One time I had 3 males out and I saw a coopers in side yard in trees and my boys didnt even react at all. I shot off my co2 gun and watched the hawk fly low to the front of the yard, I ran there and again shot off the gun, it finally left and I shot again keeping my birds "up" cuz they are safer in the sky than on the roof in that case. When I was sure the hawk was gone, I let the birds down.

I have also read of pigeons turning on and chasing hawks. I think they have a host of options and they take what they need at the time. I know when being chased while in hot pursuit, they will try anything to evade, such as low flying, tipping, flipping, running thru trees, into open garages, under cars or bushes and even flying INTO peoples houses. I have seen a video of that one. Im sure theres no one way to escape.


----------



## Jass SamOplay (May 29, 2012)

Yep,
The other day a pigeon hid itself between my legs when I was sitting on a chair chased by a hawk.
Similar thing once happend, a pigeon wanted to be saved by Jay3. 

So may be that's what is responsible for what's happening to Rod's birds.


----------



## spirit wings (Mar 29, 2008)

hotload said:


> I have had pigeons for about 3 1/2 years and have let them out almost everyday and now for some reason they are hitting the telephone wires. After all these years you would think they would know where the lines are but I have had 5 different pigeons hit them and injure themselves in about 2 weeks, what gives? Does anybody have a clue why all of a sudden this is happening????
> 
> 
> ROD


My guess is a member/leader of the flock may of changed flying patterns, or and a BOP is being seen and. Panic insues without reguard for the wire that is forgotten in panic mode.


----------



## hotload (Dec 29, 2013)

spirit wings said:


> My guess is a member/leader of the flock may of changed flying patterns, or and a BOP is being seen and. Panic insues without reguard for the wire that is forgotten in panic mode.

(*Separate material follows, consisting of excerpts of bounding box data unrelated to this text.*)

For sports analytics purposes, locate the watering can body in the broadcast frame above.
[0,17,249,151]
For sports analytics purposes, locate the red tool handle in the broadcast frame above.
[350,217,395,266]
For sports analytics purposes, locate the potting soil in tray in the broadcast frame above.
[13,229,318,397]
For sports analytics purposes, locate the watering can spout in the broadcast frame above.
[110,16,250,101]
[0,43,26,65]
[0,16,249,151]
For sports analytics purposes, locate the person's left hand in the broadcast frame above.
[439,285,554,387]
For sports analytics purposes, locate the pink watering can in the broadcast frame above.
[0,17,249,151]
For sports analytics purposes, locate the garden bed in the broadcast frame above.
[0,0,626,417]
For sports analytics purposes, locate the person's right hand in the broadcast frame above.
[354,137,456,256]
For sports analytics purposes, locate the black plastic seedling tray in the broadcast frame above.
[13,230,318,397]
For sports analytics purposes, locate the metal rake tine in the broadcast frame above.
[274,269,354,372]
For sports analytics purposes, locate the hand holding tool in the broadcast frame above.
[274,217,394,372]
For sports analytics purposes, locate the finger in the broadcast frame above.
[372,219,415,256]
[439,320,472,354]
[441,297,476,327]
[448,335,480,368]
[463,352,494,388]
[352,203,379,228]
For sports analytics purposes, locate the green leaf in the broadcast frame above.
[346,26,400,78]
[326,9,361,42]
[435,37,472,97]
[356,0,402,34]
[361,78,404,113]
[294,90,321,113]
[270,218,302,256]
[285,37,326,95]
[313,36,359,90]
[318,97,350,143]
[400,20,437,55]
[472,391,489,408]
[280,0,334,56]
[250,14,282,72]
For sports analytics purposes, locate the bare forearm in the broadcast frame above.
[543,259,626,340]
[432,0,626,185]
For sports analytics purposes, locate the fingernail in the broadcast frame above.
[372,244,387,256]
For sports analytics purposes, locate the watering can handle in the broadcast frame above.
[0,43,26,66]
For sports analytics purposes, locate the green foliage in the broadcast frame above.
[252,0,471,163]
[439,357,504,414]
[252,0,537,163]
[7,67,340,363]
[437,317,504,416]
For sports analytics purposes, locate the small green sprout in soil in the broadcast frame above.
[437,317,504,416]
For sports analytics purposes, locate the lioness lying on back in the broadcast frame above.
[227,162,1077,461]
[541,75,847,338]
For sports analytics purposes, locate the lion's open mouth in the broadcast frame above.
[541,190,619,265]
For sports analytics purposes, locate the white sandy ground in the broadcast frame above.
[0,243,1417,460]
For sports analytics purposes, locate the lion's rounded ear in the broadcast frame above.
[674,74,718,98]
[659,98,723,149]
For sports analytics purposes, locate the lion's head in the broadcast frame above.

The pigeons have either hit wires or poles and even hit the neighbors metal smoke stack and for sure there was no birds of prey around, I almost wish there was so I could say that the problem lies with that. This has happened all within about 2 weeks now and its a little mind boggling as like I mentioned I have had these birds for about 3 1/2 years and all of a sudden they are starting to bonk something................
ROD


----------



## flight (Dec 29, 2011)

I am no expert but I have noticed the larger my flock is the birds in the back sometimes hit some tree branches when the birds are flying low. It looks as if the birds in the front move out of the way at the last minute but the birds in the back don't see them in time.
I see that you have been flying them for over 3 years is the flock larger now than when you first started flying? Just a guess.


----------



## hotload (Dec 29, 2013)

flight said:


> I am no expert but I have noticed the larger my flock is the birds in the back sometimes hit some tree branches when the birds are flying low. It looks as if the birds in the front move out of the way at the last minute but the birds in the back don't see them in time.
> I see that you have been flying them for over 3 years larger now than when you first started flying? Just a guess.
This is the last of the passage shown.